Are politicians servants or masters?
Dear Editor,
Politicians around the globe and specifically in the Caribbean and Africa should have been sleeping with one eye open as they followed the flow of events in Sri Lanka over the past few weeks.
The latest development in the Sri Lankan saga is the resignation of President Gotabaya Rajapaksa on Thursday, July 14, after he fled the country a few days earlier. In the past weeks the country of Sri Lanka found itself firmly in the grip of people power as the masses took to the streets, storming and occupying government buildings and burning the official residence of the prime minister.
Political leaders in the Caribbean and Africa should be paying close attention because the same problems currently plaguing Sri Lanka are also at our doorsteps. The novel coronavirus pandemic, the war in Ukraine, disruptions in the global food supply chain, increases in food and fuel costs, and the prospects of a global recession should be keeping our leaders awake at nights.
Africa and the Caribbean have been assigned the role of producers of raw materials to feed the industrial beasts in Europe, America, and Asia. Regrettably, Africa and the Caribbean have never been strong enough to dictate the price of the commodities we produce. Commodity markets in the industrial world still set the price of coffee, tea, cocoa, sugar, precious metals, minerals, and oil. The coronavirus has severely disrupted the tourist industry in the Caribbean. African and Caribbean governments are therefore caught between the rock and hard place of International Monetary Fund (IMF) programmes and increasing the tax burden on the masses.
As more countries approach the economic precipice now being experienced by Sri Lanka, international lending agencies will become more reluctant to lend money to those with a poor repayment prospect. Governments in dire need of injections of foreign currency will have no choice but to agree to the harsh conditionalities imposed by the IMF and other international lending agencies. Chinese loans may give us some breathing space, but these loans also have to be repaid eventually. When the repayment date comes around we may be forced to trade away some of our sovereignty.
Politics as usual is no longer an option for politicians in Africa and the Caribbean.

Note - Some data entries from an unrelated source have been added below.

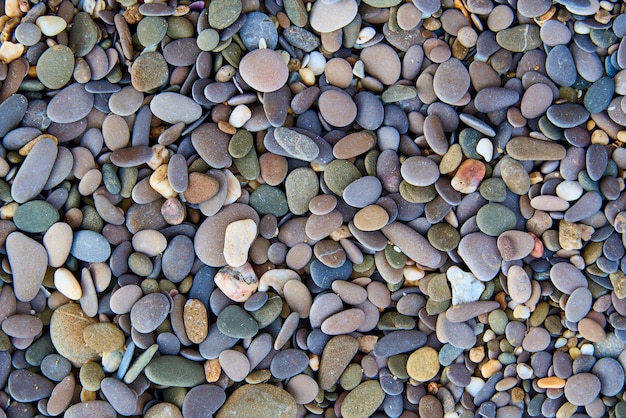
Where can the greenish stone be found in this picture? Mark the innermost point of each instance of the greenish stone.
(493, 189)
(368, 263)
(269, 200)
(497, 321)
(175, 396)
(179, 27)
(351, 377)
(396, 258)
(393, 321)
(269, 312)
(234, 322)
(55, 66)
(91, 219)
(223, 13)
(448, 354)
(417, 194)
(91, 375)
(363, 400)
(520, 38)
(110, 179)
(5, 192)
(83, 35)
(586, 183)
(468, 139)
(259, 376)
(128, 178)
(208, 39)
(339, 174)
(397, 365)
(248, 165)
(38, 350)
(443, 236)
(398, 92)
(151, 30)
(296, 12)
(438, 288)
(140, 264)
(175, 371)
(507, 358)
(35, 216)
(494, 218)
(140, 363)
(553, 324)
(370, 160)
(301, 185)
(433, 307)
(240, 144)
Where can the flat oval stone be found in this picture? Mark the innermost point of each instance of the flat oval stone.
(159, 372)
(419, 171)
(567, 278)
(560, 66)
(259, 400)
(492, 99)
(337, 107)
(55, 67)
(582, 388)
(264, 70)
(67, 325)
(174, 108)
(412, 244)
(363, 400)
(149, 312)
(567, 115)
(480, 252)
(203, 399)
(451, 81)
(90, 246)
(71, 104)
(34, 171)
(28, 260)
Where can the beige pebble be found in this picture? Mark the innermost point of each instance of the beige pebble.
(238, 238)
(58, 241)
(196, 321)
(160, 183)
(66, 283)
(51, 25)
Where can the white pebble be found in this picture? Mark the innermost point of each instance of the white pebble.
(365, 35)
(587, 349)
(524, 371)
(485, 148)
(476, 384)
(51, 25)
(569, 190)
(489, 335)
(316, 62)
(560, 342)
(66, 283)
(239, 116)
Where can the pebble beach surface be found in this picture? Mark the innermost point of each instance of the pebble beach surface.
(289, 208)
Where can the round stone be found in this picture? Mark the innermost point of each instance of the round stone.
(55, 66)
(423, 364)
(264, 70)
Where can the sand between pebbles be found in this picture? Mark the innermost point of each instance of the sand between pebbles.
(289, 208)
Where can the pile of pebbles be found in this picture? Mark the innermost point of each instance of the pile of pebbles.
(299, 208)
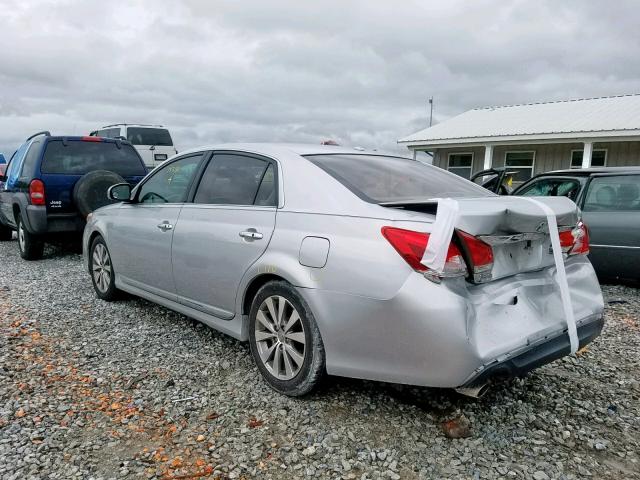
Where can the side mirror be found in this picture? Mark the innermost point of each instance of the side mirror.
(120, 192)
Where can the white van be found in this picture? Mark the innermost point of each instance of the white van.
(153, 142)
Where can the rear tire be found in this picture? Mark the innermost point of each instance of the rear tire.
(285, 341)
(101, 269)
(31, 246)
(6, 233)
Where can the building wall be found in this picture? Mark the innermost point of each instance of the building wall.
(441, 157)
(548, 156)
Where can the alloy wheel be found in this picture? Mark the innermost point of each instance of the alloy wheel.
(101, 267)
(280, 337)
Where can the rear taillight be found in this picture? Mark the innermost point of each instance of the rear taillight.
(480, 254)
(575, 241)
(411, 246)
(36, 192)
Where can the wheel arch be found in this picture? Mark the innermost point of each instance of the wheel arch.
(254, 285)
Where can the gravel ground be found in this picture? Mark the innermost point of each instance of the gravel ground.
(99, 390)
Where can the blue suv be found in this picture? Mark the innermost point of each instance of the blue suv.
(52, 183)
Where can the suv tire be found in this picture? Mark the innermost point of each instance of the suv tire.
(101, 269)
(90, 192)
(31, 246)
(6, 233)
(285, 341)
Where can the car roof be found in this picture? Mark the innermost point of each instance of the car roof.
(78, 138)
(274, 149)
(134, 125)
(585, 172)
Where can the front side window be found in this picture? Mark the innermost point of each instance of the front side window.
(149, 136)
(598, 158)
(461, 164)
(380, 179)
(171, 183)
(237, 180)
(616, 193)
(521, 163)
(108, 133)
(553, 187)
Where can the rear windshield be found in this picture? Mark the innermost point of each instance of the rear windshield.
(149, 136)
(379, 179)
(78, 158)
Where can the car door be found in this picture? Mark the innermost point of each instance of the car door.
(611, 211)
(141, 236)
(224, 230)
(548, 186)
(10, 186)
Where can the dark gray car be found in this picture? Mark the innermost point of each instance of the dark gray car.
(610, 203)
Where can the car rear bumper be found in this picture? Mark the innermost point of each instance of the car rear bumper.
(447, 335)
(521, 362)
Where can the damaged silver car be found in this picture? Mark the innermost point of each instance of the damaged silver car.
(318, 256)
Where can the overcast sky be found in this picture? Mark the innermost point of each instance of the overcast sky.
(357, 72)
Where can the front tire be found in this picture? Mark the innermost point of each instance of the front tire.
(31, 246)
(101, 269)
(285, 341)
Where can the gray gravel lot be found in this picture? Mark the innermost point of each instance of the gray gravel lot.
(95, 390)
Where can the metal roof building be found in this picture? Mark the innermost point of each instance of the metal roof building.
(536, 137)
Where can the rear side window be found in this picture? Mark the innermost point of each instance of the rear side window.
(29, 164)
(553, 187)
(616, 193)
(78, 158)
(237, 180)
(379, 179)
(149, 136)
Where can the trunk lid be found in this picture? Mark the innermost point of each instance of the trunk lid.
(515, 228)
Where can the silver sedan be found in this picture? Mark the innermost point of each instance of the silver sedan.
(316, 256)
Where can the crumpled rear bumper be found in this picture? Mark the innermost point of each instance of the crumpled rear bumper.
(520, 362)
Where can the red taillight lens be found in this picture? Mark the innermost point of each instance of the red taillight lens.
(566, 240)
(411, 246)
(36, 192)
(480, 254)
(575, 241)
(581, 240)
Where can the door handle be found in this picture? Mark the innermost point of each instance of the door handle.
(251, 234)
(164, 226)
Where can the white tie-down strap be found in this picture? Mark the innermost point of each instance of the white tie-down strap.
(561, 273)
(435, 255)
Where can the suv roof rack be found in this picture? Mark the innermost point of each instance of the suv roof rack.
(132, 124)
(46, 133)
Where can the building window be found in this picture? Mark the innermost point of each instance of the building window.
(521, 164)
(598, 158)
(461, 164)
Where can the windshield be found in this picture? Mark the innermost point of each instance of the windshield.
(78, 158)
(149, 136)
(379, 179)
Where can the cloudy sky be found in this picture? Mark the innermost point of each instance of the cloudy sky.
(359, 72)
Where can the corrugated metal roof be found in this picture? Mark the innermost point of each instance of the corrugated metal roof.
(581, 116)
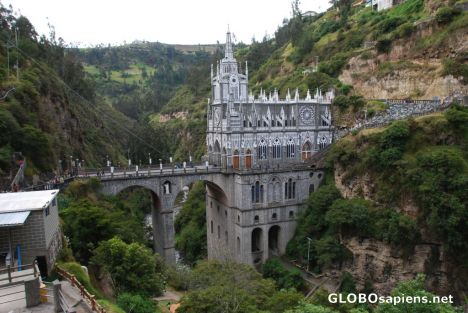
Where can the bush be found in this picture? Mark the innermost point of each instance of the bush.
(284, 278)
(445, 15)
(132, 267)
(136, 303)
(384, 45)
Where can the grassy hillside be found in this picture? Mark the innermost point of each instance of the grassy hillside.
(53, 112)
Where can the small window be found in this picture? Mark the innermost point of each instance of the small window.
(167, 187)
(311, 188)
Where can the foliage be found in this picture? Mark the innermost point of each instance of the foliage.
(414, 288)
(217, 286)
(89, 218)
(190, 225)
(285, 278)
(457, 68)
(135, 303)
(445, 15)
(80, 274)
(132, 267)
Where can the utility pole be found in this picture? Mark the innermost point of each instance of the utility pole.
(17, 52)
(308, 252)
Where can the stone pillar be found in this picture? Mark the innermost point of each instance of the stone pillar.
(57, 286)
(31, 290)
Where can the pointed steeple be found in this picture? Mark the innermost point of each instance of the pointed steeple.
(228, 54)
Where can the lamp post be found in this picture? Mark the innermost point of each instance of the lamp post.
(308, 252)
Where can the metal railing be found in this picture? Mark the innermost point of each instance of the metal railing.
(23, 270)
(90, 298)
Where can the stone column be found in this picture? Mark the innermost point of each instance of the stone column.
(57, 286)
(31, 290)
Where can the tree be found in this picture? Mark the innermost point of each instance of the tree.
(132, 267)
(132, 303)
(217, 286)
(414, 288)
(190, 226)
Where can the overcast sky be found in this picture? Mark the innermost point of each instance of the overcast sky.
(91, 22)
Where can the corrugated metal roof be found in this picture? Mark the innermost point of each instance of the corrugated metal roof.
(13, 218)
(23, 201)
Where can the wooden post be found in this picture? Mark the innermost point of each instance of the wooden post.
(9, 274)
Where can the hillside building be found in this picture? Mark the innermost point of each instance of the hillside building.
(29, 229)
(265, 142)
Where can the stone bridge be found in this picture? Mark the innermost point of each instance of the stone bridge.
(246, 211)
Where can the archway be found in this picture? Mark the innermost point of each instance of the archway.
(147, 204)
(257, 246)
(217, 154)
(273, 240)
(224, 158)
(235, 160)
(248, 159)
(306, 150)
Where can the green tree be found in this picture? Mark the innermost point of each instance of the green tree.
(134, 303)
(132, 267)
(414, 288)
(190, 225)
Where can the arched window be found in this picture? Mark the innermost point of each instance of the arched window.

Our political directorate must rise to the occasion and apply the best of their taxpayer-funded Western education to the task of creating an economic environment conducive to a dignified standard of living for the masses.
Politicians who are in it to win it for themselves and their cronies must be encouraged by the strongest possible measures to move on and seek other avenues to fulfil their megalomaniacal ambitions.
People power is the last resort of the masses to force politicians to align policies with the will and desires of the people. Government by the people, of the people, and for the people is no feel good platitude to be paraded at election time and then retired until needed in the next election cycle. As the global economic climate becomes more unstable, governments will have to dig deeper and come up with bold new strategies to ensure that even the most vulnerable in society can still get a daily meal, some medical attention, and a roof over their heads.
Servant politicians who bend over backwards to cater to the legitimate needs of their constituencies will be showered with praise. Politicians who act as though they are the masters of the people will find themselves under siege like Gotabaya Rajapaksa. They might also find themselves on the run, or worse, as people power emerges in Africa and the Caribbean to remind politicians about who the master is and who the servant is.